Zugchaos durch fragwürdige Notbrücke: Zwischenlösung gefunden
Nach dem tagelangen Chaos im Ostsächsischen Bahnverkehr durch eine provisorische Fußgängerbrücke am Bahnhof Bischofswerda wurde nun offenbar eine Lösung gefunden. Der komplette Zugverkehr wird ab sofort nur noch über Gleis 3 in geleitet, teilte die Länderbahn am Montagvormittag mit. Reisende erreichen den Bahnsteig nun mit einer ebenerdigen Überführung über die beiden stillgelegten Gleise 1 und 2.

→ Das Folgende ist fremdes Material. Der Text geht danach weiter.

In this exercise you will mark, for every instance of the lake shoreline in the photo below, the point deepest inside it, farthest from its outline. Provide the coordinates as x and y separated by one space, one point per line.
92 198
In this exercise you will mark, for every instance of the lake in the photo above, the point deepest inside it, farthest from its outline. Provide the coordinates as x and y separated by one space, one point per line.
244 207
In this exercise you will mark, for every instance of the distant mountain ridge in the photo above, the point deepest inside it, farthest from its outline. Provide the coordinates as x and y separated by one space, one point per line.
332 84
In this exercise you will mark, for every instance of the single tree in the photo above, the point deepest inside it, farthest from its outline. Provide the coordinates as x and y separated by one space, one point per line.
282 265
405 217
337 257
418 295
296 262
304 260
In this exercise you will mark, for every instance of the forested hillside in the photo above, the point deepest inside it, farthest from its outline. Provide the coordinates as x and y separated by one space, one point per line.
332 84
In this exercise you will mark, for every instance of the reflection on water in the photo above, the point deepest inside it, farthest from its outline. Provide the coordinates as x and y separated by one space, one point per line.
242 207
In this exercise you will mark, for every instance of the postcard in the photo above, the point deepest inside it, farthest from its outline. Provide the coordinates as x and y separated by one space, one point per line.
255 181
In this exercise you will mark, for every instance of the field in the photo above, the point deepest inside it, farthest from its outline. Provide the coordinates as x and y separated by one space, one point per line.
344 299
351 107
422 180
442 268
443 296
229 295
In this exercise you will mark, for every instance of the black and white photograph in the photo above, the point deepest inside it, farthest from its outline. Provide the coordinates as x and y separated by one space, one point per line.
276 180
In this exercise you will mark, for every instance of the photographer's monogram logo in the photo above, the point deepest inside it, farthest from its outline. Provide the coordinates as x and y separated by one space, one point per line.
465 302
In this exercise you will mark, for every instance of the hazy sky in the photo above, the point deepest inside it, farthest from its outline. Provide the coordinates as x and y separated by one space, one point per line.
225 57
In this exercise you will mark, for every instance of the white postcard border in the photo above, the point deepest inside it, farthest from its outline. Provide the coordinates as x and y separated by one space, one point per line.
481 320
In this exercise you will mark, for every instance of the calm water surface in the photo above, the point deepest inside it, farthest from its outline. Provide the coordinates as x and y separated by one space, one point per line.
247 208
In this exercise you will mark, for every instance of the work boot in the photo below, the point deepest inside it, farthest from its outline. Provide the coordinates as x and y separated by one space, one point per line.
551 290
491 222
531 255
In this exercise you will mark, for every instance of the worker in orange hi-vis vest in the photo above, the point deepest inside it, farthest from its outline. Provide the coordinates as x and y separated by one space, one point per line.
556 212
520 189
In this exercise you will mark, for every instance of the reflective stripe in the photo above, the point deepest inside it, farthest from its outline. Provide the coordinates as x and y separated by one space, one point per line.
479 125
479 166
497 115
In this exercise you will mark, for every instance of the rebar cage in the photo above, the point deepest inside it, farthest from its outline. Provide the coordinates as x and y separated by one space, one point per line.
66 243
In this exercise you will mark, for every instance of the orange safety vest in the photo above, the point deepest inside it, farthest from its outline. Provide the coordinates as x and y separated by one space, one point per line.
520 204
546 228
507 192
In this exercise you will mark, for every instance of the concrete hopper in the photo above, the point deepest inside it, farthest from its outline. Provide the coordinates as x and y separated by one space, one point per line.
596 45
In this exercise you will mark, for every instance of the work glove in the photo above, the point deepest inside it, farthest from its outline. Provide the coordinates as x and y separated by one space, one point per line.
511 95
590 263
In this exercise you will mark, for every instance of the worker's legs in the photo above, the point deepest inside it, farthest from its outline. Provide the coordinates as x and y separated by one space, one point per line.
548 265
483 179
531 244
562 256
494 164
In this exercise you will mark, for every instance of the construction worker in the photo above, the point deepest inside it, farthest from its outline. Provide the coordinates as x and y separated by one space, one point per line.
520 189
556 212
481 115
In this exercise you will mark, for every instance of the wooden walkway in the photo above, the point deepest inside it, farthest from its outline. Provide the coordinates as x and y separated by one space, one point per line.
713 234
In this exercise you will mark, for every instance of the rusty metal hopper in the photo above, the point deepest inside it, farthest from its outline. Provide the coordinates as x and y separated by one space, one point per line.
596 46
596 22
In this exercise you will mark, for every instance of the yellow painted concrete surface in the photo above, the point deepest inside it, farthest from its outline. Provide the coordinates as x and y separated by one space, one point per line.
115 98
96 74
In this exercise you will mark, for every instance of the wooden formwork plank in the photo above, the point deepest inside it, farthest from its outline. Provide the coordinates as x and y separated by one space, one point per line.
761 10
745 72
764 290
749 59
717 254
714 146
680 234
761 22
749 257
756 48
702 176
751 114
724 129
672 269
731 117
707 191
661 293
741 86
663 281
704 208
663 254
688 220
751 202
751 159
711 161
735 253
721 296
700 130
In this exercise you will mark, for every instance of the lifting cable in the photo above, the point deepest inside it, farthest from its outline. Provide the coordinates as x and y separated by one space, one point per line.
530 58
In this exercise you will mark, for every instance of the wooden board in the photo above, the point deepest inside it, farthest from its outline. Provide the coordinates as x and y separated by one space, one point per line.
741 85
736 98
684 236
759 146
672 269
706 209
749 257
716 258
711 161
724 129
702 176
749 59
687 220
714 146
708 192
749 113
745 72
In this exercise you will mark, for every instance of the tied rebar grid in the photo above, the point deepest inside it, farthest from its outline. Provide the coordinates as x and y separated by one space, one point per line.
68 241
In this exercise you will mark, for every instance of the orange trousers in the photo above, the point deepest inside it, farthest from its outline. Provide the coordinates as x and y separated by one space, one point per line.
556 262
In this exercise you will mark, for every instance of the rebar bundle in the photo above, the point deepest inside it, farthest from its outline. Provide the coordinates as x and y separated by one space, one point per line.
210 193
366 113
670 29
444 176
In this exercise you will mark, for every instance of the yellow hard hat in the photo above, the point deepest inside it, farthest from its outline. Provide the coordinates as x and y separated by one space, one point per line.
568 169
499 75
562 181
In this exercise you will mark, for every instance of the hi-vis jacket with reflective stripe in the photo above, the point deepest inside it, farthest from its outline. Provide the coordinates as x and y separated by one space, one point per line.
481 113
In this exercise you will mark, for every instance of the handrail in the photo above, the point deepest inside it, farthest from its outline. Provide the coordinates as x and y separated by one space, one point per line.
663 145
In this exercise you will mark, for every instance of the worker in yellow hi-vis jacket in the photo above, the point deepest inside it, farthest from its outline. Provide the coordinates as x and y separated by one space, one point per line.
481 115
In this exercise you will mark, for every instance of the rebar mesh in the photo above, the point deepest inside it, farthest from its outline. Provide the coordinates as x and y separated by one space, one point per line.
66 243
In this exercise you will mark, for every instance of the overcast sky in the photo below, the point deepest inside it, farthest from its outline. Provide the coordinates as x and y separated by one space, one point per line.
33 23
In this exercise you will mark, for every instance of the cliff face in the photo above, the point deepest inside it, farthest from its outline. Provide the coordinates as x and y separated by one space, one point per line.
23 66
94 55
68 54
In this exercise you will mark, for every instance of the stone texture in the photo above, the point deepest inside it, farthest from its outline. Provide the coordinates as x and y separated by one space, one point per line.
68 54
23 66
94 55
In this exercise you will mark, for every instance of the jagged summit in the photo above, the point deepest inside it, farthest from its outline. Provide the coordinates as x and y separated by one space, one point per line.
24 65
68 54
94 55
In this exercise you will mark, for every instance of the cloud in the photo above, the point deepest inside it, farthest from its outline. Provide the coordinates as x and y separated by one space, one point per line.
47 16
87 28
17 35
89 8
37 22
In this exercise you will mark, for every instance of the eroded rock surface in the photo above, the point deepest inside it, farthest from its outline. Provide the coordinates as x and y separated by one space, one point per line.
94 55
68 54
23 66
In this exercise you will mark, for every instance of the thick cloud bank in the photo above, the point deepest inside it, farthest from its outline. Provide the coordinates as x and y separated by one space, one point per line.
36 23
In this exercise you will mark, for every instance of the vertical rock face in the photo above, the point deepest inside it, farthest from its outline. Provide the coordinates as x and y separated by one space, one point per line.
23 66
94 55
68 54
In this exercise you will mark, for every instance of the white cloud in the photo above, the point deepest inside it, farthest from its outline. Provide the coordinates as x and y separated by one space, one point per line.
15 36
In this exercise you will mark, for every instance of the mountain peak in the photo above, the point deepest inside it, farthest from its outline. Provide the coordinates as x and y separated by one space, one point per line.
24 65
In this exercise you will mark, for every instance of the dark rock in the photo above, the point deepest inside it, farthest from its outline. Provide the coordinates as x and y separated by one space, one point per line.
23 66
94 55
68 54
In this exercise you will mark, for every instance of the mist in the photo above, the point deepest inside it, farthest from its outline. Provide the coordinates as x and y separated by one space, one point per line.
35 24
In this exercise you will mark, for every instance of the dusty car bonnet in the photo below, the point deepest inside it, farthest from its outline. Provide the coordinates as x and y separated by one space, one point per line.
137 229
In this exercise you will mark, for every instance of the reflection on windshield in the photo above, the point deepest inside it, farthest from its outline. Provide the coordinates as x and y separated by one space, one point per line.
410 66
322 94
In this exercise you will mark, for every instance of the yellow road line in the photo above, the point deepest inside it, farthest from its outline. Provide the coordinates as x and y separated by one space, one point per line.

Auf dem gegenüberliegenden Bahnsteig kann der Zugverkehr überwiegend nach Plan organisiert werden. Durch fehlende Weichen war das am Gleis 1 nicht möglich. Dadurch kam es seit Samstag zu massiven Ausfällen und Verspätungen. „Auch wir wurden von der DB im laufenden Betrieb vor vollendete Tatsachen gestellt und überraschend über die fehlende Bauabnahme informiert“, sagte uns Länderbahnsprecherin Katerina Hagen. Daher konnte nur eingeschränkt reagiert werden. Durch die fehlende Infrastruktur sei ein Rangieren der Triebwagen auf Gleis 1 nicht möglich gewesen, sodass die Züge nur in einfacher Traktion fahren konnten, so Hagen weiter. Dadurch sei es zu überfüllten Zügen gekommen.
Reisende waren am Wochenende in Bischofswerda gestrandet. Zwischenzeitlich konnten sämtliche Züge aus Richtung Görlitz und Zittau nicht in Bischofswerda halten. Ein angekündigter Schienenersatzverkehr mit Bussen wurde nur unregelmäßig angeboten.
Die Fußgängerbrücke aus Gerüstteilen bleibt unterdessen gesperrt. Sie war am Freitagabend wegen statischen Bedenken gesperrt worden. Bis wann die Mängel behoben sein werden, bleibt zunächst offen.